When Elsbeth committed suicide, Johnny blamed himself. How could he not have seen how deeply depressed she had become? Only Johnny had no idea the degree to which Elsbeth's desperation had progressed. The note she left said that she had done something terrible that she couldn't stop. He knew that Elsbeth had been dabbling in magic, but all of that dark magic stuff is make-believe, right? Then again, Elsbeth's best friend, Mary, did claim to have seen a dark, cloaked figure outside the day she found Elsbeth's body. That is, she saw him right before she lost her mind for a period of time and was found wandering aimlessly down the rural streets. The police could find no evidence the man actually existed.
Two years have passed and Johnny is still trying to fill the void Elsbeth left in his life. Unbeknownst to him, something peculiar has been plaguing the literary world. It seems agents are committing horrific suicides left and right, all shortly after a visit from a dark, cloaked man identifying himself as William Bagnold from Two Ravens Publishing out of London. Problem is, Two Ravens Publishing hasn't existed since 1944. And Bagnold claims he is representing a client by the name of Elsbeth Malone.

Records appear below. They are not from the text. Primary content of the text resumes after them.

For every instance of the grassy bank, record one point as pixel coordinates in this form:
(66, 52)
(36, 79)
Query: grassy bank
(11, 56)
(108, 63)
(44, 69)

The Right Thing by James Richard Larson is an absolutely thrilling novel. It is refreshing to find an author with such literary adeptness in the horror genre. Larson’s style could be compared to that of Stephen King, without the quirkiness. The story lacks any degree of predictability, keeping the reader on the edge of their seat from the first until the very last page.
*I am astounded this novel came from a vanity press. I became glued to it from page one, I would think publishers would be scrambling for it. Although I'm wondering if the terrible things that keep happening to agents in the novel has anything to do with it, LOL?